I'd focus primarily on the front-door lock switches and the "door open" warning-light switches. A scan tool can identify fault codes associated with the alarm and security system.
Q I bought a new 2010 Impala sedan. I've had it back to the dealer four times for routine oil changes. Each time they have overfilled it by a half quart to as much as a full quart of oil. They tell me this will not harm the motor and not to worry about it -- but the owner's manual says to not overfill the oil above the "full" line on the dipstick or it might damage the motor. Who's right?
A Technically, the owner's manual. But typically, overfilling the crankcase by a half quart of oil is not harmful. Even a full quart usually won't hurt anything.

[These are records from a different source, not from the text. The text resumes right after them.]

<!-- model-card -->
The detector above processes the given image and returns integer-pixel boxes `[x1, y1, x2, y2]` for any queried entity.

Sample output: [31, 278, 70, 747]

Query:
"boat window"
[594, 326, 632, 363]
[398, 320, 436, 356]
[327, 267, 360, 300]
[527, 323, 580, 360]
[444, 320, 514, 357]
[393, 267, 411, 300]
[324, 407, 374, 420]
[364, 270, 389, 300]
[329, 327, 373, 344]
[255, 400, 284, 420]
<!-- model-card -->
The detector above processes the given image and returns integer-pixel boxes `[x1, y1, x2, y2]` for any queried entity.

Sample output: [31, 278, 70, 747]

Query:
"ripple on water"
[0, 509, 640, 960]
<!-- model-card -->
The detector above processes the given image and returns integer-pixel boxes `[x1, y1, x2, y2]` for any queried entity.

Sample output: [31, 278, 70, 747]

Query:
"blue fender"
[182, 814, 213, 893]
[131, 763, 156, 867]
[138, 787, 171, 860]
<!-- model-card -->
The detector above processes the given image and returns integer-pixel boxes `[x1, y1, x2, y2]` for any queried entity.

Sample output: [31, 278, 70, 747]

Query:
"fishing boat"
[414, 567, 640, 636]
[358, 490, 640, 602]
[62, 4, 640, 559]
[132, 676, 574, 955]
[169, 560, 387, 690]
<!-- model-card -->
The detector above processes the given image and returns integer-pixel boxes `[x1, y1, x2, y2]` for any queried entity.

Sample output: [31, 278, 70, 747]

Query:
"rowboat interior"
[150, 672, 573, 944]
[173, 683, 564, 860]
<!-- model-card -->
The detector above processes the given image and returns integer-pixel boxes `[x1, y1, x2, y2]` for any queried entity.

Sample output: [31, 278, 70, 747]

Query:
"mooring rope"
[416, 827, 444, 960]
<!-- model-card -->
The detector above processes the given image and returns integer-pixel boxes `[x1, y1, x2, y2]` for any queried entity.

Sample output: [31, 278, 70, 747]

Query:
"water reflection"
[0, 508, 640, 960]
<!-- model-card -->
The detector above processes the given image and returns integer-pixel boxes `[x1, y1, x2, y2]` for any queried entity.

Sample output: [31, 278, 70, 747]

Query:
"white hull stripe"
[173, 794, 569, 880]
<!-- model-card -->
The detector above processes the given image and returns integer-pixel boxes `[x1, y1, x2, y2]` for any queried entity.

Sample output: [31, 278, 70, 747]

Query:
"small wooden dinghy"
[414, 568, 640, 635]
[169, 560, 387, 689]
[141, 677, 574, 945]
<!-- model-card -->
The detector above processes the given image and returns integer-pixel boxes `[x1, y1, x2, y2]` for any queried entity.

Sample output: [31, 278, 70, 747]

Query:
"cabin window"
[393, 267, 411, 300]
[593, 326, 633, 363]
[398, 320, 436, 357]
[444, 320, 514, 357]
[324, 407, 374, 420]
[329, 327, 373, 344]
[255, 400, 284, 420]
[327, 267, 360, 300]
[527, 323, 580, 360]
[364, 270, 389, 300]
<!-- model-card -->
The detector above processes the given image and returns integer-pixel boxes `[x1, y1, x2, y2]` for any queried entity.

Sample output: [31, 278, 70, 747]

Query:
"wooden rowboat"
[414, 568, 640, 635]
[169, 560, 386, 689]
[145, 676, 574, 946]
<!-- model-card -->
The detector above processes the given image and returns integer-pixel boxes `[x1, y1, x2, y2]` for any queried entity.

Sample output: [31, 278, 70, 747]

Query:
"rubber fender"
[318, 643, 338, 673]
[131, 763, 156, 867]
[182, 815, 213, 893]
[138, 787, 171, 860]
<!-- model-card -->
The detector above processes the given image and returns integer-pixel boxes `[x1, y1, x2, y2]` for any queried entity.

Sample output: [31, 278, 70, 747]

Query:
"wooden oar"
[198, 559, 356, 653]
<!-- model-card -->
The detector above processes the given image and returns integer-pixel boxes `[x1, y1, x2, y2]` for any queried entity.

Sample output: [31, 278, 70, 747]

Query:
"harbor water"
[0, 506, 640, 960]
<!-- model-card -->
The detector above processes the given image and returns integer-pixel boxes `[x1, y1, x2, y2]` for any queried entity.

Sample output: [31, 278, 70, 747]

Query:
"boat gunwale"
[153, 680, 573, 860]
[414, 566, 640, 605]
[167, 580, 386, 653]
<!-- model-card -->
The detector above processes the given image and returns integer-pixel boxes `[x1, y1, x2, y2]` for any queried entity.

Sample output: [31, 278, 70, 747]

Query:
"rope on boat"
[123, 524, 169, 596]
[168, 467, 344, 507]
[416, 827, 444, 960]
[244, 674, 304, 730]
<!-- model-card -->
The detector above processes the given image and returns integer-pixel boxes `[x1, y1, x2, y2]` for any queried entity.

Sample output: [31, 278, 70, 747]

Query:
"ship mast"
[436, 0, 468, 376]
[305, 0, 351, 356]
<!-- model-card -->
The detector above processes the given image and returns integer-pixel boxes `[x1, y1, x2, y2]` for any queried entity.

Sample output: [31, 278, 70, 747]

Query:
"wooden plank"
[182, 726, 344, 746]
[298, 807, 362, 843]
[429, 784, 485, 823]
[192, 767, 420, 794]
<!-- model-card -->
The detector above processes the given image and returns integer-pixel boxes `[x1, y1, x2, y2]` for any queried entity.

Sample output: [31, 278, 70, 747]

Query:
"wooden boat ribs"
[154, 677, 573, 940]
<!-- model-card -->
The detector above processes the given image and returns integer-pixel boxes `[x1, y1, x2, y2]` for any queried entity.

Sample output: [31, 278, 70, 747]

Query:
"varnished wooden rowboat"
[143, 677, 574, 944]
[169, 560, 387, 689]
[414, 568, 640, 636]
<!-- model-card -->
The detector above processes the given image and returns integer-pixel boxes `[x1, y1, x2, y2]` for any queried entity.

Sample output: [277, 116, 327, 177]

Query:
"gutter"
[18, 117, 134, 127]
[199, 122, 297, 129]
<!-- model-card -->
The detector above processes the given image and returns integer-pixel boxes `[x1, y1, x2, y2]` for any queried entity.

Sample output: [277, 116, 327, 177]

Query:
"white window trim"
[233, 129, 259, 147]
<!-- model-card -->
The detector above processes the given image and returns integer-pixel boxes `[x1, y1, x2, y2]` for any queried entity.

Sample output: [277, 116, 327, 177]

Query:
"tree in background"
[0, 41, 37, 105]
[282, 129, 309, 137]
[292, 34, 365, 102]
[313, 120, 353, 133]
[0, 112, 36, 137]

Engines tend to be self-correcting in terms of too much oil. They usually blow it out of the PCV (positive crankcase ventilation) system or burn it off without harm. The only damage that might occur from excess oil would be if the oil level were so high that the crankshaft whipped and foamed the oil, causing a loss of oil pressure.
With all that said, if the oil level significantly overfilled, I'd ask the dealer to drain the excess before leaving the dealership.
Q Every year when the temperature goes below 25 to 30 degrees, my 2002 Intrepid "whistles" off and on. Do you know what causes this? Should I do something about it?
A Most cold-weather "whistles" involve the hoses and ductwork for the engine's air induction system. Stiff plastic and/or seals in the system may allow a small air leak that whistles as air is drawn through the system into the engine. As long as the air leak is upstream of the air filter and mass airflow sensor, no significant problem. But an air leak downstream from these components, or around the throttle body or intake manifold, should be fixed.